KOMPAS.com - Plt. Dirjen Diktiristek Kemendikbud Ristek, Prof. Nizam menyatakan, mahasiswa dan dosen yang depresi hingga bunuh diri bisa dicegah dengan menciptakan kampus yang sehat, aman, dan nyaman (SAN).
Maka dari itu, seluruh sivitas akademika di kampus harus memiliki saling asah, asih, dan asuh.

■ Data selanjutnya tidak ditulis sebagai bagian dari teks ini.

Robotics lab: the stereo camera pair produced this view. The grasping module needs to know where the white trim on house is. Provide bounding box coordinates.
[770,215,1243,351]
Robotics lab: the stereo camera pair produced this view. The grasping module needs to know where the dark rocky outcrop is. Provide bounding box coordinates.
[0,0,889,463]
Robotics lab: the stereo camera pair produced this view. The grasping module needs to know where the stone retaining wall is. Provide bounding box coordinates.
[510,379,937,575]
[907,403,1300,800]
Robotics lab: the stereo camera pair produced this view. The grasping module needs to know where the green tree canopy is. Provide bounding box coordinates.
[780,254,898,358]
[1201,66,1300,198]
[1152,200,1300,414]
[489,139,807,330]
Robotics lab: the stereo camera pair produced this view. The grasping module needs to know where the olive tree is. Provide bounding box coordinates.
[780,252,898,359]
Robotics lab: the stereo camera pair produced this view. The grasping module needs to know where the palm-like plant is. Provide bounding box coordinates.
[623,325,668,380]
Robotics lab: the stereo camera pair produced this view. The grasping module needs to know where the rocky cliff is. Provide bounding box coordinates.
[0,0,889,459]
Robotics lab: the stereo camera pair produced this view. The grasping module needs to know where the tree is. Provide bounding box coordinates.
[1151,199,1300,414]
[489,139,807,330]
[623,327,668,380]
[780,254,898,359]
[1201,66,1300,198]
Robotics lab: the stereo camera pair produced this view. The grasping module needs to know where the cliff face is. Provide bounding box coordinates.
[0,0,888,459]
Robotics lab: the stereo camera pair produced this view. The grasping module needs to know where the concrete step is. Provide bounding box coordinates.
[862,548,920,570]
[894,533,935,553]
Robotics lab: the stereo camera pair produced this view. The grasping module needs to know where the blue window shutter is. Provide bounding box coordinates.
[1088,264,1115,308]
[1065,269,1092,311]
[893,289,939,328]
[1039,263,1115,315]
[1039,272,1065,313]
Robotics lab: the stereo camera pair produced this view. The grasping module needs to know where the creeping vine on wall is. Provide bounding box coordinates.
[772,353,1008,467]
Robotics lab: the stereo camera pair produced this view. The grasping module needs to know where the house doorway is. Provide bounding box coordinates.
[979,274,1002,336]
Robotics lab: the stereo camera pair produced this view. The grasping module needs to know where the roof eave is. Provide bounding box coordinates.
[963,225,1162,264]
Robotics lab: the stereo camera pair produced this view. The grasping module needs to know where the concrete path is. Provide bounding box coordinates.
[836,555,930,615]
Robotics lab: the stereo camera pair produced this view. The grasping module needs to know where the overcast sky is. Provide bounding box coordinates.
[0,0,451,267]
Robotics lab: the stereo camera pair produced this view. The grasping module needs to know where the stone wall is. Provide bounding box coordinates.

"Itu harusnya tidak terjadi ketika kita saling peduli, kita saling asah, asih, dan asuh," kata Prof. Nizam di acara diskusi yang diselenggarakan oleh Pusat Kesehatan Jiwa Nasional RSJ dr H Marzoeki Mahdi (PKJN RSJMM) Bogor bersama Cempaka Study Club di Bogor, Jawa Barat, Senin (30/10/2023).
Prof. Nizam menjelaskan, sejak diberi amanah menjadi pimpinan di Kemendikbud sejak 2020, dia terus menciptakan kampus yang sehat.
Dia memberi istilah SAN untuk dihadirkan dalam kampus, yakni sehat, aman, dan nyaman. Terkait sehat, hal itu dia sebut perlu dimaknai secara holistik.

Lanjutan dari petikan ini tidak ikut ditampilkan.